How to most efficiently calculate daily enrollment from an entry and exit date in R?

The following code works, but it seems highly inefficient. Is there a more straight forward way to calculate a daily enrollment by site from an entry and exit date.

Data:

df <- data.frame(
id <- seq_along(1:10),
entry_date <- seq(as.Date("2022-01-01"), as.Date("2022-01-10"), by = 1),
exit_date <- seq(as.Date("2022-05-20"), as.Date("2022-05-30"), by = 1),
site <- rep(c("Loc1", "Loc2"), times= 5)
) %>% 
  set_names("id", "entry_date", "exit_date", "site") %>% 
  mutate(exit_date = as.character(exit_date))

df[8:10, 3] <- rep("NA", times = 3)

Create a ytd sequence:

date <- seq(as.Date("2022-01-01"), today(), by = 1)

And iterate the function below over it with:

enrolled_ytd <- map_dfr(date, ~ daily_enrollment_fun(.), .id = "date")

Function:

daily_enrollment_fun <- function(date){
  df %>% 
    select(id, entry_date, exit_date, site) %>% 
    drop_na(site) %>%
    mutate(enrolled_int = interval((entry_date), (exit_date))) %>% 
    distinct(id, .keep_all = T) %>% 
    mutate(enrolled = date %within% enrolled_int) 
}

The output is a dataframe with a TRUE/FALSE enrollment for every id and every day in the sequence of dates.
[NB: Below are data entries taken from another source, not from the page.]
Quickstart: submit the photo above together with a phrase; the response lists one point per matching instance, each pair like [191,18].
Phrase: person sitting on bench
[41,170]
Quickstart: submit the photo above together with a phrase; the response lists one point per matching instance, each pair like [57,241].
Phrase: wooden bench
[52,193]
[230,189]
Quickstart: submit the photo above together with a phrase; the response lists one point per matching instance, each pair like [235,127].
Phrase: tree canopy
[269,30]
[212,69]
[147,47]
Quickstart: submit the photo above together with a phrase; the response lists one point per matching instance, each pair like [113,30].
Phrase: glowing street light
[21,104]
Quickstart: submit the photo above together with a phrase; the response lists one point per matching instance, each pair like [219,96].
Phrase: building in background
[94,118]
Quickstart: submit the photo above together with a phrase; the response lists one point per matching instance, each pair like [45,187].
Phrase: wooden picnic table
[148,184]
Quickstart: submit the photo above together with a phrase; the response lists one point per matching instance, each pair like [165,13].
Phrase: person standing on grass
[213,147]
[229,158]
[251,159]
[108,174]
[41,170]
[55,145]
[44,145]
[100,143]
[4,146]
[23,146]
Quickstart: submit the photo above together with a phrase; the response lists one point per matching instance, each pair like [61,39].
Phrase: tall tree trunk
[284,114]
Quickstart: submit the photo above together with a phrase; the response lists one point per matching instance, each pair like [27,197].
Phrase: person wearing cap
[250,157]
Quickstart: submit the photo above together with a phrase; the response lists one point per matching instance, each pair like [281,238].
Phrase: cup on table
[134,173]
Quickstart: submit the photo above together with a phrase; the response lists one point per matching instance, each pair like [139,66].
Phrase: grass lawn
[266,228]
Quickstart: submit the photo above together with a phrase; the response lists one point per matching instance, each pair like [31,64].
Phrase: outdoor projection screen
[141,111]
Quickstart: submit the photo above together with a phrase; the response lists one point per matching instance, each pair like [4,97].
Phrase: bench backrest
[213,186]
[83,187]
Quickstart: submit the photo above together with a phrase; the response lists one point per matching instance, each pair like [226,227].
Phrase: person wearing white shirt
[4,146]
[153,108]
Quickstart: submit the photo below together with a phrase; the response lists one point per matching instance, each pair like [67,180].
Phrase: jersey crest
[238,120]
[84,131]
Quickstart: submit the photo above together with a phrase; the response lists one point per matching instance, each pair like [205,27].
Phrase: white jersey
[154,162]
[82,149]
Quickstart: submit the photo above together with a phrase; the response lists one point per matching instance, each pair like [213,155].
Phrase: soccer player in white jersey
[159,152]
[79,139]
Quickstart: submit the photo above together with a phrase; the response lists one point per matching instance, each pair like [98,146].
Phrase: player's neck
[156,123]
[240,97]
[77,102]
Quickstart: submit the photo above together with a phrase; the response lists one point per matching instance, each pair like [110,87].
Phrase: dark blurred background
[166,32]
To clean the data, I run the function:

daily_enrollment_clean_fun <- function(date, origin = "2022-01-01") {
  
  enrolled_ytd  %>% 
    mutate(date = as.numeric(date) -1,
           date = as.Date(date, origin = origin)) %>%
    group_by(date, site, enrolled) %>%
    count() %>%
    filter(enrolled == "TRUE") %>%
    ungroup() %>%
    select(-enrolled) %>% 
    arrange(desc(date))
}

Solution

Does this give you what you're looking for? I expect this should be more performant since the calculation here is vectorized once we get the stream of entries and exits into a longer form.

library(tidyverse)
df %>%
  pivot_longer(entry_date:exit_date) %>%
  filter(!is.na(value)) %>%
  mutate(change = if_else(name == "entry_date", 1, -1)) %>%
  group_by(site) %>%
  arrange(site, value) %>%
  mutate(enrollment = cumsum(change))  %>%
  complete(value = seq.Date(min(value, na.rm = TRUE), 
                                  max(value, na.rm = TRUE), 
                                  by = "day")) %>%
  fill(enrollment) %>%
  ungroup()

Result into ggplot with %>% ggplot(aes(value, enrollment, color = site)) + geom_point()

Modified input (to keep both date columns as dates)

library(tidyverse)
df <- data.frame(
  id <- seq_along(1:10),
  entry_date <- seq(as.Date("2022-01-01"), as.Date("2022-01-10"), by = 1),
  exit_date <- seq(as.Date("2022-05-21"), as.Date("2022-05-30"), by = 1),
  site <- rep(c("Loc1", "Loc2"), times= 5)
) %>% 
  set_names("id", "entry_date", "exit_date", "site")

df[8:10, 3] <- rep(NA_real_, times = 3)